ND: When did you discover your passion for music?

CM: Around the age of nine I discovered that I could compose music easily. That’s the same period I made my first home-made tin guitar. And by the time I went to secondary school, I had made up my mind that I was going to take music as a job. I discovered my production skills much later in life after I had worked for years in the industry as a professional session musician.

ND: Who inspired you to take music as a full-time job?

CM: As a guitarist I was inspired by two guitarists, Jonah “Sabhuku” Sithole and Jimmy Hendrix. In music composition, I was greatly inspired by Bob Marley that I almost became a Rastafarian. To be a producer, I was inspired by Andrew Baird, Fortune Muparutsa and Quincy Jones.

ND: What challenges did you face during the early stages of your career?

CM: I lacked family support as my father wanted me to become a teacher or a professional in any formal job. Thus, as a youngster, I was subjected to corporal punishment each time he saw me holding a musical instrument. He only gave up beating me later when he realised that I wasn’t giving up.

Recording was not so easy back then. When I started, there was only one studio and one had to go through a tough audition. So when I was 17 (1988) with my first band, we had more than ten auditions and failed all of them until the band broke up because my fellow band members were discouraged. They quit.

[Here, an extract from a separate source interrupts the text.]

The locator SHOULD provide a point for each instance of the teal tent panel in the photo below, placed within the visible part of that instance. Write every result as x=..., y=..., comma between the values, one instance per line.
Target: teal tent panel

Worse still, we had no money for transport and food, so we had to walk from Kuwadzana to Southerton hungry. Auditions with my second and third bands also failed and I only managed to record with Somandla Ndebele with my third band Chikokoko in 1992. That was four years later. Another challenge, after all the hustle was accessing instruments.

These days upcoming musicians get easy access to recording studios without auditions and popularity is so easy to get. So being a musician these days has far less challenges than when we started.

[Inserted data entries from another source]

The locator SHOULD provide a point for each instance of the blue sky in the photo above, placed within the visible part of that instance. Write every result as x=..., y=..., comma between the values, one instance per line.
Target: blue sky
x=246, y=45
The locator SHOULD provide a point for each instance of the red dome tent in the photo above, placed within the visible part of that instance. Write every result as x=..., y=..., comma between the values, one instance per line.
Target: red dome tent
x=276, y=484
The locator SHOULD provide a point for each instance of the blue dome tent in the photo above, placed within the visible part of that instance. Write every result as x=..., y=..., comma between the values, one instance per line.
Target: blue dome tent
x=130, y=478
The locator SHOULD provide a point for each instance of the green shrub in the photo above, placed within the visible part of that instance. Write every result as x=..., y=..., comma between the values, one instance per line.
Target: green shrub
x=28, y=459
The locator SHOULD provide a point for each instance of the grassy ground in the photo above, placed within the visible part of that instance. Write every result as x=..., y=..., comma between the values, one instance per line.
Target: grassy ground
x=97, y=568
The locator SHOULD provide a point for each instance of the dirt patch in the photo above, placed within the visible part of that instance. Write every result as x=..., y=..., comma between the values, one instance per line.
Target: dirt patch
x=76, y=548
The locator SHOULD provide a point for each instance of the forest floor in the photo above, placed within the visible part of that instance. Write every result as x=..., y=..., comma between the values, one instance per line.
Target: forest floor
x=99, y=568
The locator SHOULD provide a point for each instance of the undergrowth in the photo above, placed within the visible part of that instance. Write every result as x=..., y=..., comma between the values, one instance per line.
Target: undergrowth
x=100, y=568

We had to beg established artists to play during their break times, so that we could get used to electric instruments and during our first days, we would be booed off stage because we were not that good. ND: What steps did you then take to reach to the top?

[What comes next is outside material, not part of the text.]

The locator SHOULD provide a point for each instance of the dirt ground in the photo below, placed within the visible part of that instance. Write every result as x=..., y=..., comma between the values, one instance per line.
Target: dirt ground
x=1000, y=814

CM: Up to now I work very hard to perfect myself as a guitarist and as a multi-instrumentalist. The moment you think you are now a star, that’s when you fall. I realised I needed integrity on handling my business, private and public life. As a Christian, I valued my marriage and profession and realised that controversy didn’t sell.

As a producer I took my job seriously by avoiding double-booking clients, allowing strangers to sit in a studio session they were not part of and I respected time, so my clients always felt respected. I also took opportunities seriously, that’s why I managed to buy studio equipment with my salary at Tuku Music during the four years I worked with the legend Oliver Mtukudzi, who was my best boss ever.

ND: How have you managed to balance your music, family and business for so many years?

CM: Mainly because of my Christian beliefs and my love for my wife of 18 years, Jean. I spend a lot of time with her and I call that “pest control”, it’s easy to beat temptations if you are always with your wife. Even on social networks, I make sure we are together on profile pictures. I also don’t have close female friends because I don’t want my wife to ever feel threatened.

ND: What advice would you give to young artists concerning relationships, groupies etc?

CM: In terms of women scandals, musicians need to know that there are groupies that want any musician or popular figure whether good-looking or not, and will do anything to be with you, but soon after they sleep with you they leave for the next celebrity.

There are many bands that have been covered by one groupie, so if you are new to fame and you see women falling all over you, my advice is remember that they are merely groupies and parasites who are going to do the same thing to the next artist. It isn’t that you are hot or that they care about you. You end up risking your life for two minutes of pleasure.

ND: What were your worst moments during the growth of your career?

CM: One of my worst was when we were abandoned in Alaska by a music promoter in 1992 without bus fare to return home, food or anywhere to sleep and we had to beg a football team travelling to Harare for transport and they agreed, but made fun of us all the way.